Op 8 september 2022 heeft de Rechtbank Overijssel uitspraak gedaan in een strafzaak tegen een 69-jarige man, die werd verdacht van valsheid in geschrifte. De rechtbank heeft de verdachte vrijgesproken van de tenlastegelegde feiten, die betrekking hadden op het gebruik van vervalste notulen van een buitengewone vergadering van aandeelhouders van [bedrijf 1] B.V. De zaak kwam voort uit een onderzoek dat op 25 augustus 2022 plaatsvond. De officier van justitie had betoogd dat de notulen vals waren, omdat deze op een andere datum zouden zijn opgemaakt dan vermeld en omdat de vergadering nooit had plaatsgevonden. De verdediging voerde aan dat er onvoldoende bewijs was om te concluderen dat de notulen vals waren.
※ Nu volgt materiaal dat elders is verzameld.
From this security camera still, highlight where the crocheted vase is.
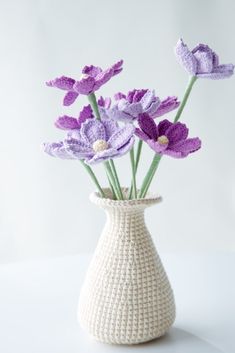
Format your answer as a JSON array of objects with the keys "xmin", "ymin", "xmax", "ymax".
[{"xmin": 78, "ymin": 190, "xmax": 175, "ymax": 344}]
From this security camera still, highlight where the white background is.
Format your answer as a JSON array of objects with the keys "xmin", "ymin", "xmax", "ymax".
[{"xmin": 0, "ymin": 0, "xmax": 235, "ymax": 263}]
De rechtbank oordeelde dat uit het procesdossier en het verhandelde ter terechtzitting niet wettig en overtuigend bewezen kon worden dat de notulen op een andere datum dan 7 februari 2002 waren opgemaakt of dat de vergadering nooit had plaatsgevonden. De rechtbank merkte op dat, hoewel het mandaat dat aan de verdachte was verstrekt mogelijk civielrechtelijk niet rechtsgeldig was, dit niet betekende dat er sprake was van valsheid in geschrifte. De rechtbank concludeerde dat de niet-naleving van statuten geen bewijs opleverde voor de valsheid van de notulen.
Uiteindelijk sprak de rechtbank de verdachte vrij van zowel het primair als het subsidiair ten laste gelegde, omdat niet bewezen kon worden dat de notulen vals waren. De uitspraak werd gedaan door een meervoudige kamer van de rechtbank, bestaande uit drie rechters, en is openbaar uitgesproken op dezelfde datum.